Те же черты, что и в России, характеризуют деятельность писателей и составителей статей и сборников, направленных против католиков, жидовствующих и протестантов. Они писались на белорусском языке, с обилием полонизмов; сочинения эти представляют собой в преобладающем большинстве переработку старого полемического материала. Детальное изучение их могло бы представить значительный интерес для характеристики различных сторон религиозного мышления и борьбы умственных течений именно в Белоруссии, но в отношении словесного материала они, кажется, не раздвигают границ самостоятельного творчества.

Полонизация высшего класса белорусской интеллигенции особенно выступает в произведениях, писанных и печатавшихся латиницей. Живое белорусское слово становится предметом общения и дальнейшего развития в устах мелкой шляхты и крестьянского населения.

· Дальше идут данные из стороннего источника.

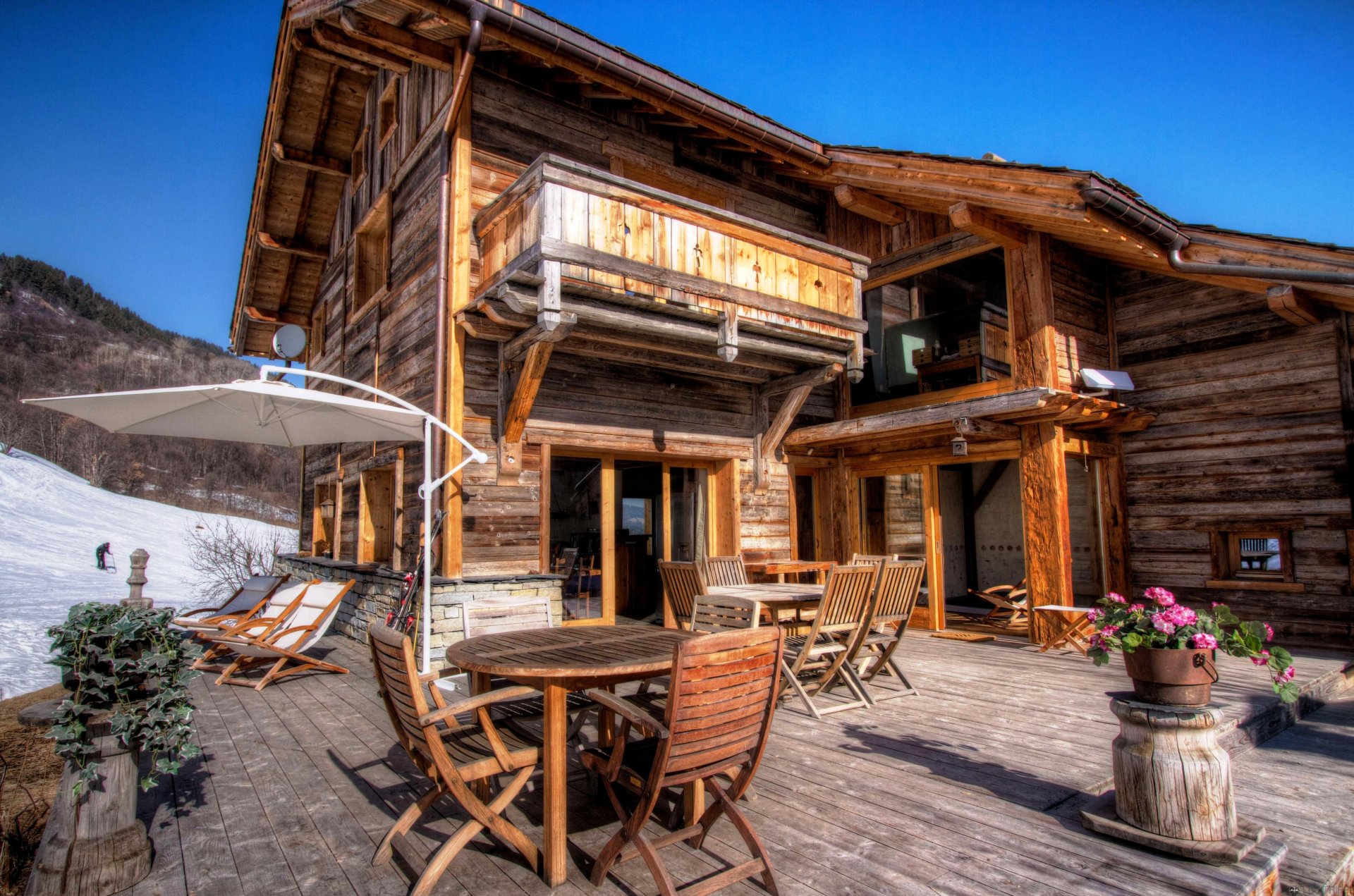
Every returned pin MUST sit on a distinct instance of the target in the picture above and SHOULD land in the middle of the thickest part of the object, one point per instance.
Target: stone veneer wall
(377, 591)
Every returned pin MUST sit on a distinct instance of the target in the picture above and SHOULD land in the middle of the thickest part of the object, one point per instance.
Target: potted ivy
(1169, 649)
(126, 673)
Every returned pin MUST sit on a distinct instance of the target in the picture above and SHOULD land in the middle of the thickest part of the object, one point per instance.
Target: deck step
(1299, 787)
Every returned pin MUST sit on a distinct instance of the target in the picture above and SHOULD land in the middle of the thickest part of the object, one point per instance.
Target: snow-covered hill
(51, 523)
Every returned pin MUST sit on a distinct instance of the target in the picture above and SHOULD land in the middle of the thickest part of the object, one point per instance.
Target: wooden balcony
(615, 266)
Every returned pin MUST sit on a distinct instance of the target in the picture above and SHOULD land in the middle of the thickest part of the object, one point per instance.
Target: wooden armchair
(453, 753)
(733, 677)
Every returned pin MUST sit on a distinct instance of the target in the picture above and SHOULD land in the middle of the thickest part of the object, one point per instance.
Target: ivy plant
(132, 665)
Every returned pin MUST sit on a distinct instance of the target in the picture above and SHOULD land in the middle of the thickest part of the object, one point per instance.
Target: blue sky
(130, 137)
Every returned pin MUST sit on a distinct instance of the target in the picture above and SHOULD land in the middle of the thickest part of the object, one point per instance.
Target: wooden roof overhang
(650, 276)
(983, 419)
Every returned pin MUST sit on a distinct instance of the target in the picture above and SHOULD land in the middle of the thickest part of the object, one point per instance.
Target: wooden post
(94, 845)
(1049, 541)
(137, 579)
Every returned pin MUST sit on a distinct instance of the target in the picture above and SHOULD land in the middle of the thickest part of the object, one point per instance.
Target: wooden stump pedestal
(1173, 784)
(92, 846)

В литературу оно проникает всюду, где в произведениях сатирических и драматических требуется противопоставить действующим лицам из культурных классов общества — выразителя белорусской сметки, хитрости и юмора. Приводимые Е. Ф. Карским образцы говорят о необыкновенной живучести этих свойств белорусского человека в его слове, остром и метком. Слово это отражает большую гибкость ума и свежесть непосредственного, жизненного восприятия.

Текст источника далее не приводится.